The study developed the CMF, more specifically, the project execution simulation model, following a simplified version of the methodologies of  Law [47] and Banks et al. [48], consisting of the following steps:

• Problem formulation and system configurations;
• Model definition;
• Model translation;
• Pilot runs;
• Model validation;
• Output data analysis;
• Discussion of results.

3.1. Problem Formulation and System Configurations

3.1.1. Problem Formulation

The CMF is intended as a prescriptive tool for driving CM while minimizing project managers’ exposure to risk perception. The CMF should determine, for each initial level of CR, the frequency and entity of risk responses. Such responses should be based on the difference between marginal and cumulative cost overruns and two predetermined thresholds. The CMF must apply to any project and be based on robust analysis; hence, the thresholds must be optimized by applying the MC method to a stochastic, discrete-event, finite-horizon, dynamic project execution simulation model. The simulation should undergo both verification and validation.

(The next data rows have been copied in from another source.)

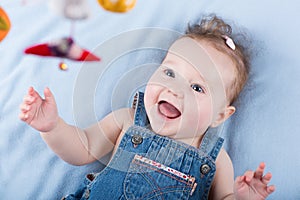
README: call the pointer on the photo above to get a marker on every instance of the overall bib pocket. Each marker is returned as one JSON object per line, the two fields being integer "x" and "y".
{"x": 147, "y": 179}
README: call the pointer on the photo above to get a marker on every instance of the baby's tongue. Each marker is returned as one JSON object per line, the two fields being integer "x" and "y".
{"x": 168, "y": 110}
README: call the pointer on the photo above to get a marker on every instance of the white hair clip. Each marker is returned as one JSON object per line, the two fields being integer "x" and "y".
{"x": 229, "y": 42}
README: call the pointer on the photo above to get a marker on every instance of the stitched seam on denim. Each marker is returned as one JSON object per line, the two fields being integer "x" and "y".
{"x": 186, "y": 188}
{"x": 162, "y": 172}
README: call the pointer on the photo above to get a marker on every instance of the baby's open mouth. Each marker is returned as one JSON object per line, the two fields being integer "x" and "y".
{"x": 168, "y": 110}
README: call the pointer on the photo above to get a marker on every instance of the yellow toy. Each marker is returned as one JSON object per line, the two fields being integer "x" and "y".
{"x": 117, "y": 5}
{"x": 4, "y": 24}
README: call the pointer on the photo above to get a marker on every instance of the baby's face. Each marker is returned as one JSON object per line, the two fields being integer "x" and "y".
{"x": 187, "y": 93}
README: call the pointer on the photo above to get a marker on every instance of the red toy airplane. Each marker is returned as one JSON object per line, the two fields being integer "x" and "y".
{"x": 63, "y": 48}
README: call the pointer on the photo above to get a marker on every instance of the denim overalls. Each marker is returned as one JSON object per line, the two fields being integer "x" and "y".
{"x": 149, "y": 166}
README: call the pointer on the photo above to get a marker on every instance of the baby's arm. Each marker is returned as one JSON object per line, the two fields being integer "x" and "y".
{"x": 254, "y": 185}
{"x": 72, "y": 144}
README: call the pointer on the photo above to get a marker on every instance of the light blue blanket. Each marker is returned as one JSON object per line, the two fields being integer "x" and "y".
{"x": 265, "y": 127}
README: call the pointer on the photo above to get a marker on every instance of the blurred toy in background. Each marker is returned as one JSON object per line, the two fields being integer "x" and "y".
{"x": 65, "y": 47}
{"x": 117, "y": 5}
{"x": 71, "y": 9}
{"x": 4, "y": 24}
{"x": 62, "y": 48}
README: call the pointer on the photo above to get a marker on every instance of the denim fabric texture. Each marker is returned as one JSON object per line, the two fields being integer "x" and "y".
{"x": 149, "y": 166}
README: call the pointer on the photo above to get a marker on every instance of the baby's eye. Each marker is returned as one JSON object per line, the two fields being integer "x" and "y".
{"x": 197, "y": 88}
{"x": 170, "y": 73}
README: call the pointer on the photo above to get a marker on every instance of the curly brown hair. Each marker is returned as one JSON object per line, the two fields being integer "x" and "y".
{"x": 213, "y": 29}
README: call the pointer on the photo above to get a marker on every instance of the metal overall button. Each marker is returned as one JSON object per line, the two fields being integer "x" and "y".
{"x": 136, "y": 139}
{"x": 205, "y": 168}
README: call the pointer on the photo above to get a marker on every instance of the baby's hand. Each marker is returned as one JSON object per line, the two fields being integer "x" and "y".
{"x": 253, "y": 185}
{"x": 39, "y": 113}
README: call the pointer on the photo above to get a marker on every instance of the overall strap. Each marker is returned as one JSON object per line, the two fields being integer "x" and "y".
{"x": 211, "y": 144}
{"x": 140, "y": 115}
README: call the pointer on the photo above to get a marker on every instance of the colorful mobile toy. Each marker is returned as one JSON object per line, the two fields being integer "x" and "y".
{"x": 4, "y": 24}
{"x": 62, "y": 48}
{"x": 117, "y": 5}
{"x": 65, "y": 48}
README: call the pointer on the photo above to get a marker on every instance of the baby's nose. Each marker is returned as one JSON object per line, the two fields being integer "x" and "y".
{"x": 176, "y": 91}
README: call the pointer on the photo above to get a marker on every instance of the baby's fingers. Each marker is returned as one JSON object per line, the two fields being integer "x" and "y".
{"x": 260, "y": 170}
{"x": 266, "y": 178}
{"x": 25, "y": 107}
{"x": 270, "y": 189}
{"x": 249, "y": 176}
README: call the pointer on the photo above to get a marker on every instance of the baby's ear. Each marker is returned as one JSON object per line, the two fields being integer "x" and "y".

3.1.2. System Configurations

Model verification depends on the mathematical properties of the project execution simulation model. On the other hand, model validation requires testing it in several projects, which is not feasible because of the infinite number of possible project configurations. Hence, for the purpose of validation, this study employs synthetic data representing extreme project configurations. Suppose the CMF works in such extreme configurations. In this case, the CMF can be applied in any real project that has a configuration that falls between the extreme ones. This study defines project configurations based on the schedule, cost deviation, and correlation of the tasks.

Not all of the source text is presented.